In-flight movies were a big deal on first class flights in the 60s
Appetizers offered on vintage Delta first class flights (1967)
Delta Airlines first class flights feature vintage wide aisles and stewardess hostess service (1960s-1970s)
January 1, 1969: Northeast Airlines addresses itself to the whole man.
Our philosophy is a simple one: By making each part of you comfortable, we make all of you comfortable.
And we start right at the top, with your head. Instead of the usual airline mini-pillow, we give you a big fluffy pillow, so when you lean back your head sinks into something soft. That way your head relaxes and your neck relaxes, which is the beginning of you relaxing.
When it comes to comfort, we’re mindful of your mind. We didn’t have to be Freud to know we can’t relax your body until we relax your mind.

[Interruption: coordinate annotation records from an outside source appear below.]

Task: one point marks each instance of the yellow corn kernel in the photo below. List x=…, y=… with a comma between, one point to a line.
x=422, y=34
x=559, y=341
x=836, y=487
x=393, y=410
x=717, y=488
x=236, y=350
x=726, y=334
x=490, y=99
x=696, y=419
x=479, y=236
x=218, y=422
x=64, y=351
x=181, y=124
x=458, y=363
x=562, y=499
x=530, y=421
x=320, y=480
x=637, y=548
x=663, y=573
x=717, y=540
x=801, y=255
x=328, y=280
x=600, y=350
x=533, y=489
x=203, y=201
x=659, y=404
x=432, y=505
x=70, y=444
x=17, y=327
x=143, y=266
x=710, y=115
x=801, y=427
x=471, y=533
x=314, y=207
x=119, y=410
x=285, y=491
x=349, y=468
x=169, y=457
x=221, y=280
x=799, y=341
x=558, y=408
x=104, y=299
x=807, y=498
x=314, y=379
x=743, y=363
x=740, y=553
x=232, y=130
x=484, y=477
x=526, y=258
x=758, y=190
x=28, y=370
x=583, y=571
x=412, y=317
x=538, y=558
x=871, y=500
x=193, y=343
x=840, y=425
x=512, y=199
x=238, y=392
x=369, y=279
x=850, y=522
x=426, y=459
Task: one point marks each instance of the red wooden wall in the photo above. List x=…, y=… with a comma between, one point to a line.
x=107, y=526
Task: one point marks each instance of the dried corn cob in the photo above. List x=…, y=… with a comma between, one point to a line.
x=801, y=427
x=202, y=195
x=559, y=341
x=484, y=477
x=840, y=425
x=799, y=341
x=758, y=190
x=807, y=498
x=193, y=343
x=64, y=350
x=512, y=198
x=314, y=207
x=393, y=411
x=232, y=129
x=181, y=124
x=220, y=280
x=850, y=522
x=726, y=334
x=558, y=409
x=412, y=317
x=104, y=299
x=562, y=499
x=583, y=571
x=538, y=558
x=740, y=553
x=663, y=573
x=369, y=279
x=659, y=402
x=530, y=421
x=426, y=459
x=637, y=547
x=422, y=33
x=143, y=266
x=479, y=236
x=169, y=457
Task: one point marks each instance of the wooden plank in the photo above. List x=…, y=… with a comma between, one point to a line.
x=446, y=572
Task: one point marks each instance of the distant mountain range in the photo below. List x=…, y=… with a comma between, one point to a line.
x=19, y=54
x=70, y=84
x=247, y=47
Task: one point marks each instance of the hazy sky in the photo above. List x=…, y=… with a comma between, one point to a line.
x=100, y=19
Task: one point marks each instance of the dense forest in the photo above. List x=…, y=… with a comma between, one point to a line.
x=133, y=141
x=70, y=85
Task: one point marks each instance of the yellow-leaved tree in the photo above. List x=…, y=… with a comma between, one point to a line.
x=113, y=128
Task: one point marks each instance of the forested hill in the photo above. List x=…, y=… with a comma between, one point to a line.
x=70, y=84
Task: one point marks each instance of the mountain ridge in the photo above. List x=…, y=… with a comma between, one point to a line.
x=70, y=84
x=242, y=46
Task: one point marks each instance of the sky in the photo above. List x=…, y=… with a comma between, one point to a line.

So on the premise that beautiful thoughts are relaxing thoughts, we have some of the world’s most beautiful magazines: Domus, the Italian design magazine and Realites, the French cultural magazine, to name just two. Of course, if just plain thinking relaxes you, we have Commentary, Atlantic Monthly and the weekly news magazines.
The furry wrap you wear on the plane. Furs are very warm, very luxurious and very cozy. Our furry throws are designed to make you feel all those things. For as we all know, a warm, cozy, luxurious body is necessary to warm, cozy, luxurious legs, heads, hands and feet.
The all-steak airline to Florida. Last year, when we introduced steak broiled on the plane to Florida, you had to fly with us to get it. This year, you still have to fly with us to get it. Every lunch and dinner, we serve it to everyone, first class and economy.
It’s true, you can get steak on other airlines to Florida. And although it’s nice to be imitated, what they call steak we don’t call steak. What they serve is cooked the way airline food has always been cooked: on the ground an hour before it’s put on the plan. If that can satisfy your stomach, you don’t need us.
If you’re big enough to go to Florida, you’re big enough for full-sized silverware. While we make your stomach happy with our freshly broiled steak we make your hands happy with our full-sized silverware. Mini-silver, like mini-pillows, seems ridiculously out of date on today’s modem roomy jets. Not to mention ridiculously hard to use.
When we take off for Florida, take off your shoes. This year, we give you travel slippers to slip on as your shoes come off. On ourYellowbirds, you can sit back, spread your toes, and shed one of the great burdens of civilization.